Generalized American "high school" is awful; in its own way, perhaps more awful than generalized American college. Both institutions exist to transfer monetized labor from workers toward enforced state educations. In the case of high school, primarily state-run institutions transfer funds toward technology and publishing companies, where the enforcement is mandatory and the marketing so deeply embedded it's rarely questioned. Neoliberal lala-demo-exceptionalist history, useful for docile citizens of all castes, prances alongside state-subsidized remedial math- and science-prep for the next generation of weapons and consumer products designers. The "free" nature of the no-adult-legal-rights holding pens makes it, much like colonialism, a selling point for endless intervention. Those who emerge from it, and who swallow its necessary survival lessons, along with those it implicitly and insidiously teaches, are quite often molded into an unfortunate shape. As "immature," perhaps, as puppylander suggests.
By contrast, college's non-mandatory selling point is a refinement of the adult-legal-rights-possessing in-duh-vidual into an even more productive citizen, with even more resources to cite in support of demo-exceptionalism. The major difference with regards puppylander's point, however, is the socialization aspect. While being an adult in America is much like being a traditionally-raised or -schooled child, in the sense of constrained movement, violent enforcement of atrocious mores, and authority not possibly caring less about pain and misfortune, college teaches increasingly-sophisticated, out-in-the-open repression of horrors, leaving the underlying vulgarity of situation an unpleasant reminder best left in K-12.

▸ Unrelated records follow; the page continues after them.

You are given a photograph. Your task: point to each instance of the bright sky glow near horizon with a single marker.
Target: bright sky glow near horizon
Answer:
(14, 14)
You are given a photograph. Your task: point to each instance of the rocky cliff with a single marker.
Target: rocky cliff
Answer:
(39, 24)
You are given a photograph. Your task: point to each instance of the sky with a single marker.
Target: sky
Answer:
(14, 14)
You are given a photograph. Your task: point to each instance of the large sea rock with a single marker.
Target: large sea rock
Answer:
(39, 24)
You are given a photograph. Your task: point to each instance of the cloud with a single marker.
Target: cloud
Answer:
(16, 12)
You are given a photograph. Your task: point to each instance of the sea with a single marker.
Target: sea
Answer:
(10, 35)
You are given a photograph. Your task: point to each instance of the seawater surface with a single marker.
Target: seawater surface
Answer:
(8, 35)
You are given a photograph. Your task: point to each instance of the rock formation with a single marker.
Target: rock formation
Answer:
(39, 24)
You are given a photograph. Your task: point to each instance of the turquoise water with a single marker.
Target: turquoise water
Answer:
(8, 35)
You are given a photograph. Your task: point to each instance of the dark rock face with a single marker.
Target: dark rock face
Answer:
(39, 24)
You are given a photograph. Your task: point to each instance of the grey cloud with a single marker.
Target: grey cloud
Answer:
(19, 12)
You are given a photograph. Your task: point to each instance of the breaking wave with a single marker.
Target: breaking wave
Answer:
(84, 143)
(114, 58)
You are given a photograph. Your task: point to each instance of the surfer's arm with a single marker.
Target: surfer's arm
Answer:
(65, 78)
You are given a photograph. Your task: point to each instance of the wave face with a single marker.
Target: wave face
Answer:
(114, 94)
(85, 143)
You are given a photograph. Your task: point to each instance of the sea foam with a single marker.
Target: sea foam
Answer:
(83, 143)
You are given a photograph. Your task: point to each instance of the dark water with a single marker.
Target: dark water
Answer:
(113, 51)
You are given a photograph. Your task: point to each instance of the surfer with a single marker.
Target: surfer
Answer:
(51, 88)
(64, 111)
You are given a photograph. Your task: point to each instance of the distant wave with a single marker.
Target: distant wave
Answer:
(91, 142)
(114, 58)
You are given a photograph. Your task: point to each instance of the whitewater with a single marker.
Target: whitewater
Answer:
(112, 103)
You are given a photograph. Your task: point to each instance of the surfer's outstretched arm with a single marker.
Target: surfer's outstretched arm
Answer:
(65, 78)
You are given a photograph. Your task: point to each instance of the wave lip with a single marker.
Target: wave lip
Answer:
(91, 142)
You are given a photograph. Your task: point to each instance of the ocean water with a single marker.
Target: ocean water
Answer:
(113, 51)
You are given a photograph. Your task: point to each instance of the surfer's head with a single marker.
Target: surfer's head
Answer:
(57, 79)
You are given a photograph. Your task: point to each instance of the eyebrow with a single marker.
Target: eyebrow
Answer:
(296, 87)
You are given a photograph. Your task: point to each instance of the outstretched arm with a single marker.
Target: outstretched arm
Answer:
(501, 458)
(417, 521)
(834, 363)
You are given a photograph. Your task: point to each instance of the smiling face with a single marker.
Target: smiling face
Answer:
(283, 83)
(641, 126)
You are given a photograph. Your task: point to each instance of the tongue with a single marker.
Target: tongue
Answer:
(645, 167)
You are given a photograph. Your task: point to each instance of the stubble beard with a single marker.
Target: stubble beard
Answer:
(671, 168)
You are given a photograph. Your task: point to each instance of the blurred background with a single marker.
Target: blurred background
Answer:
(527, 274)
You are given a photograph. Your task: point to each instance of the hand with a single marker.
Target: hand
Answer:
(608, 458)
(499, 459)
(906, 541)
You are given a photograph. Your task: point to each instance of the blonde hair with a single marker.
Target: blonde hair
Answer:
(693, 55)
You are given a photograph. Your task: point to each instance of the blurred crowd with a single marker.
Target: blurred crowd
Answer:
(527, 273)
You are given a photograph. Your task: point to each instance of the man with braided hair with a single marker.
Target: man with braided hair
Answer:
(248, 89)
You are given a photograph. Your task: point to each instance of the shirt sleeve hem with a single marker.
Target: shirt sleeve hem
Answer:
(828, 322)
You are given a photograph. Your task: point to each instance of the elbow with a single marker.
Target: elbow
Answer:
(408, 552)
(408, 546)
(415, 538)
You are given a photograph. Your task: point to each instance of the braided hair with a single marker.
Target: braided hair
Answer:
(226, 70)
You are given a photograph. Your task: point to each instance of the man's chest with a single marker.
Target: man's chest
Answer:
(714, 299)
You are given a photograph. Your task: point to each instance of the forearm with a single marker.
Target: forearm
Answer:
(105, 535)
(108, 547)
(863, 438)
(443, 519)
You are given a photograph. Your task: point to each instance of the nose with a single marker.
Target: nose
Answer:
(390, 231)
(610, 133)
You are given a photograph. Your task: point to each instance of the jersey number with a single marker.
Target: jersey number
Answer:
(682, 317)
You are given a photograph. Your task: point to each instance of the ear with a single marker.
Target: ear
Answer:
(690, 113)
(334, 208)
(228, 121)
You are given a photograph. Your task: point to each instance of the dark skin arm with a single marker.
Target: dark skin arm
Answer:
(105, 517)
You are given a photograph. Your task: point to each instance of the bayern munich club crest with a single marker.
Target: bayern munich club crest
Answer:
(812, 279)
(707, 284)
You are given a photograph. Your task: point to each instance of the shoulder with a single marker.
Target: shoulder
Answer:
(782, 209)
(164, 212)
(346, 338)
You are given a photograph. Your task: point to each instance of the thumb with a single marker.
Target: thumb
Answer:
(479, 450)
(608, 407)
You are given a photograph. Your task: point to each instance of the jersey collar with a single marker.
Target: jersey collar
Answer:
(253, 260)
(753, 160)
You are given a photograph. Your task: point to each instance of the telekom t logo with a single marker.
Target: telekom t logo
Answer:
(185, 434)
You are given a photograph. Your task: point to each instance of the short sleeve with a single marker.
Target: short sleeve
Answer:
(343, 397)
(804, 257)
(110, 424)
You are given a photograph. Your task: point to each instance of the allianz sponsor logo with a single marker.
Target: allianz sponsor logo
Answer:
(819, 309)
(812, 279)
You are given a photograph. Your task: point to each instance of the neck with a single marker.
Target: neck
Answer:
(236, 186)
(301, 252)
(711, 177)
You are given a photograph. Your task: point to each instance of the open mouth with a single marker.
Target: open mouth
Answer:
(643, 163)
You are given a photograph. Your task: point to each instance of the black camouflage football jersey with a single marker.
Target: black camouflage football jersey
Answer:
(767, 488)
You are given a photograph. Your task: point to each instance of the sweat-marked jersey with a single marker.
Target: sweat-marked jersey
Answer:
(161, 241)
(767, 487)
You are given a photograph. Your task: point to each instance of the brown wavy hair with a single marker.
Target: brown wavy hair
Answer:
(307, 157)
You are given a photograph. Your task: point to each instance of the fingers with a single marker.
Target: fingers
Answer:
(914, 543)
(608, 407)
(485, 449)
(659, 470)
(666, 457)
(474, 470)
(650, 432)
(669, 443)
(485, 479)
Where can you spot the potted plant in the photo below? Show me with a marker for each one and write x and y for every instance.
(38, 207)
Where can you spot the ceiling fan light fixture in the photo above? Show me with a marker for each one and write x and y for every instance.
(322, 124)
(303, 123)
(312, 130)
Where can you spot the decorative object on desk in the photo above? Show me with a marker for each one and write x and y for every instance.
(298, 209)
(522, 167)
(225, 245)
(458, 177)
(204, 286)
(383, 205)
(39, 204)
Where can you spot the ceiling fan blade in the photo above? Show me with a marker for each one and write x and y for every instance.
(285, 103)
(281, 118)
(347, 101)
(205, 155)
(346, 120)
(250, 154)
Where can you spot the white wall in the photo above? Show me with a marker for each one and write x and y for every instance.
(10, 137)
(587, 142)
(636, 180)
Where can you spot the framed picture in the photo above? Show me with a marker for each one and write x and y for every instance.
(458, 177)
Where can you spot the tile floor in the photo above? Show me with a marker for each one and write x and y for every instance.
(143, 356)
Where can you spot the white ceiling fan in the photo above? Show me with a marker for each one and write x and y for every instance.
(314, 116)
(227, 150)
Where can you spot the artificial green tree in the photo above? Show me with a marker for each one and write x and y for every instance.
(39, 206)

That, in a way, is more terrifying than the honest brutality of childhood and inmate-run youth prisons. However, high school (and the rest of K-12) remains, literally, more "immature" than college, in the way that Michele Bachmann is less mature than Barack Obama. Yes, they are both terrible; yes, they are insane, and Obama is likely more dangerous.
This does not mean that Michele Bachmann, or the average product of American high school education, is not also insane and dangerous. Puppylander thereby retains an acceptable point, which could have been better refined to avoid offending the concept of not going to college--but then, that same refinement would be the very mature behavior he suggested college taught. The tragic irony is that he clearly should've paid more attention in PoliSci 412, or better yet, Advanced Trial Advocacy.
In the interest of balancing the scales, and while nonetheless retaining utter contempt for Americana's perfect ivory towers and their resultant Eichmanns, this one will find a value in puppylander's underlying point about post-K-12 socializing. The tempering of intrasocial violence preached to often-newly-christened "legal adults" at college stands in contrast to K-12 violence. Consider, as an extreme anecdotal example, Aaron McKinney. Neoliberal voters and their college are scarier in the long run than neoconservative voters and their high school, but calling a fire hot and dangerous is not, in and of itself, wholly wrong.